Per the terms of the agreement, Takeda will pay Enterome $50 million up front, with a commitment to make a future equity investment as well. Enterome stands to receive up to $640 million in milestone payments if certain clinical development, regulatory and commercial milestones are met. The partners will co-develop EB8018 under this joint agreement, and should it gain regulatory approval, they will co-promote the drug under a profit/cost-sharing structure. Takeda will hold an exclusive license to commercialize EB8018 outside of the United States, with Enterome standing to receive royalties on net sales generated in those non-U.S. territories.
“We are delighted to sign this agreement for EB8018, our most advanced candidate that represents a non-antibiotic, non-steroidal, non-immunomodulatory approach for the treatment of GI disorders including Crohn’s disease,” Pierre Belichard, CEO of Enterome, said in a press release. “We believe we have a world-class partner in Takeda to deliver the best development and commercialization strategy for EB8018 based on their extensive expertise and focus in Crohn’s disease and GI disorders. We are very excited about the potential of EB8018 and look forward to deepening our relationship with Takeda as we advance this novel candidate through clinical development.”
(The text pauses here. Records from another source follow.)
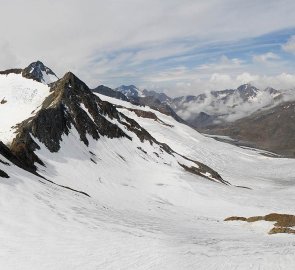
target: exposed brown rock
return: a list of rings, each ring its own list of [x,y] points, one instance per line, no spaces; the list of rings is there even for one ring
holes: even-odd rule
[[[266,216],[253,216],[249,218],[233,216],[233,217],[226,218],[224,221],[256,222],[261,220],[275,222],[274,227],[268,232],[269,234],[277,234],[277,233],[295,234],[295,229],[290,228],[295,226],[294,215],[271,213]]]
[[[159,122],[159,123],[161,123],[161,124],[163,124],[165,126],[173,127],[172,125],[168,125],[164,121],[159,119],[157,117],[157,115],[154,114],[151,111],[143,111],[143,110],[139,110],[139,109],[130,109],[130,108],[128,108],[128,110],[131,111],[131,112],[134,112],[138,117],[153,119],[153,120],[155,120],[155,121],[157,121],[157,122]]]
[[[7,100],[5,98],[3,98],[1,101],[0,101],[0,104],[5,104],[7,103]]]
[[[8,75],[8,74],[11,74],[11,73],[21,74],[22,71],[23,70],[21,68],[7,69],[7,70],[4,70],[4,71],[0,71],[0,75]]]
[[[288,233],[295,234],[295,230],[286,227],[273,227],[268,234]]]
[[[228,217],[224,221],[246,221],[247,218],[245,217]]]

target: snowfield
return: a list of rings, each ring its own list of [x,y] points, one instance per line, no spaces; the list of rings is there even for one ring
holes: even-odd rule
[[[21,74],[0,75],[0,140],[10,143],[15,125],[38,111],[50,88]],[[2,101],[2,102],[1,102]]]
[[[40,85],[34,85],[35,106],[40,93],[48,95]],[[268,235],[268,222],[223,220],[294,214],[295,160],[218,142],[148,107],[98,96],[121,105],[158,141],[210,166],[231,185],[186,172],[168,154],[157,158],[156,146],[136,137],[89,137],[87,147],[72,129],[58,153],[39,142],[36,153],[46,166],[38,165],[38,172],[55,184],[5,165],[0,156],[0,169],[10,176],[0,178],[1,270],[294,269],[294,235]],[[162,122],[128,108],[152,111]]]

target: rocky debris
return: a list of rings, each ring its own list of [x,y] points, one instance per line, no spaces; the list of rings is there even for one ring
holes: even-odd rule
[[[268,234],[277,234],[277,233],[295,234],[295,229],[291,228],[295,226],[294,215],[272,213],[266,216],[253,216],[249,218],[232,216],[232,217],[226,218],[224,221],[245,221],[245,222],[251,223],[251,222],[257,222],[261,220],[275,222],[274,227],[268,232]]]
Enterome's EB8018 is a novel, first-in-class, orally administered, gut-restricted small molecule. It selectively disarms virulent gut bacteria tied to inflammation, but importantly, does so without unbalancing the gut microbiome. By inhibiting FimH-mediated inflammation, which results when pathogenic pro-inflammatory bacteria interact with receptors in the gut wall, it can help to reduce the influx of inflammatory cytokines. EB8018 has completed a Phase 1a trial, in which its dose range was found to be safe with minimal blood absorption. The compound is now undergoing evaluation in a Phase 1b study focused on safety, tolerability, pharmacokinetic profile and preliminary efficacy in patients with active Crohn's disease.
“At Takeda, we are continually exploring diverse modalities with the hope to deliver medicines that break the loop of unpredictable disruption that people living with GI disorders experience every day,” commented Dr. Asit Parikh, head of the Gastroenterology Therapeutic Area Unit at Takeda. “We are excited to partner again with Enterome on such a novel approach and work together to advance EB8018 through clinical development.”
The aforementioned first instance of partnering between Takeda and Enterome occurred two years ago. In January 2016, the companies struck up a strategic drug discovery collaboration focused on researching and developing new therapeutics against microbiome targets implicated in GI disorders such as ulcerative colitis and irritable bowel syndrome.
The agreement stated that Enterome would apply its proprietary metagenomic platform to discover small molecules or biologics derived from gut bacteria. Though specific financial details were not released, the agreement called for Enterome to receive an upfront payment, R&D funding for three years and potentially milestone payments tied to option exercise, development, regulatory and commercial milestones for each molecule discovered under the agreement. Enterome also stands to receive tiered royalties on net sales of any products Takeda elects to commercialize. Takeda holds an option to license select agents on an exclusive global basis under the deal, and in turn will assume responsibility for the regulatory and clinical development and commercialization of said agents.